The San Francisco Chronicle and their “pro-business” ilk have studiously ignored the trend, but it’s gotten so bad that even Lee was forced to address it last week. As he unveiled his budget and plugged his proposal for an affordable housing trust fund, Lee said, “I know there are anxieties out there because rents are starting to sneak up.”
Yet so far, proposals by Lee and other politicians who pushed the Twitter tax break – mostly notably Sup. Jane Kim, whose District 6 constituents are being hit with higher rents – have done little to offset the damage caused by exempting Twitter from paying business taxes on the 1,800 new employees it is hiring as taxpayers pay for a new Muni line and police substation for them.
The Times was also able to get good interviews on the topic with Lee and his venture capitalist sponsor, Ron Conway – both of whom refused to return our calls for the Guardian stories – and got them to sound like the corporatist shills they are. Lee had the temerity to compare his corporate tax break to civil rights struggles: “It’s economic civil rights. You get people a job, you build their economic foundation, and then, if you set the right tone, they will start helping you build communities. We can’t do it with government-funded programs. We have do it with the private sector.”
Yeah, you certainly can’t do it with government-funded programs if you’re focused on cutting business taxes and funding corporate welfare programs, even as he acknowledges that government subsidies are necessary to build housing affordable by the working class of San Francisco.

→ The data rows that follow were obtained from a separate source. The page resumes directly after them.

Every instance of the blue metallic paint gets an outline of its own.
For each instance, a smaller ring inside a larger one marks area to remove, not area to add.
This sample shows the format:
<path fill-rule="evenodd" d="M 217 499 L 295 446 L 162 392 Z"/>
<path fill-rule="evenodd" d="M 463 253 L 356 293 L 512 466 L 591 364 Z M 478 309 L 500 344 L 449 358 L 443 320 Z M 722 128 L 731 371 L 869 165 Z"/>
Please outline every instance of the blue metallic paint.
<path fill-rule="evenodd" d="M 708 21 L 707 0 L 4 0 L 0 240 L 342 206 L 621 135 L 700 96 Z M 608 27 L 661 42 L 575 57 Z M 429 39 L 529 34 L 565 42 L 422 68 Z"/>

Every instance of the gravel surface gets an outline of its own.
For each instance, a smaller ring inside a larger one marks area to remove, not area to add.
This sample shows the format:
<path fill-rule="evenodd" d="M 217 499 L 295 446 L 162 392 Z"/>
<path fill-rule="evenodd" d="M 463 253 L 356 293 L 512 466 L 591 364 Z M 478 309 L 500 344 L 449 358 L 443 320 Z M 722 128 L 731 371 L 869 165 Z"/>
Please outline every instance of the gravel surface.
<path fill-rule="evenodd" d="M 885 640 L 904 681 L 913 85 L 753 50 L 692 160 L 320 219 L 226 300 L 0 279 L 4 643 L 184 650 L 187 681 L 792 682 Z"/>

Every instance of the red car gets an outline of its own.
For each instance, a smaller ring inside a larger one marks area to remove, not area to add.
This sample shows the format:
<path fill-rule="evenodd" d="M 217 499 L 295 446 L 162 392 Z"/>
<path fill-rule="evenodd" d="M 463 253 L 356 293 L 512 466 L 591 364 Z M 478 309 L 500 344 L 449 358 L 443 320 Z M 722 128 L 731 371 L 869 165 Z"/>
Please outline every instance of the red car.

And from Conway, the Republican billionaire, we get this bit of wisdom: “So this boom is going to be very, very sustainable and it’s going to have a permanent impact, a permanent positive impact, on the culture and economy of San Francisco.”
Sure, it’s positive if you want San Francisco to be simply a city of rich people, served by working class people who get bused in from the surrounding suburbs, which seems to be Conway’s plan. That, and making boatloads of money by having city taxpayers subsidize all the tech companies he’s invested in.
That was the conclusion by the UC Berkeley economist that the Times interviewed, that despite all the happy talk from Lee and Conway, this boom is benefiting the upper middle class at the expense of the poor and middle class. And we at the Guardian are happy that we finally have another big media voice challenging the self-serving lies coming out of City Hall these days.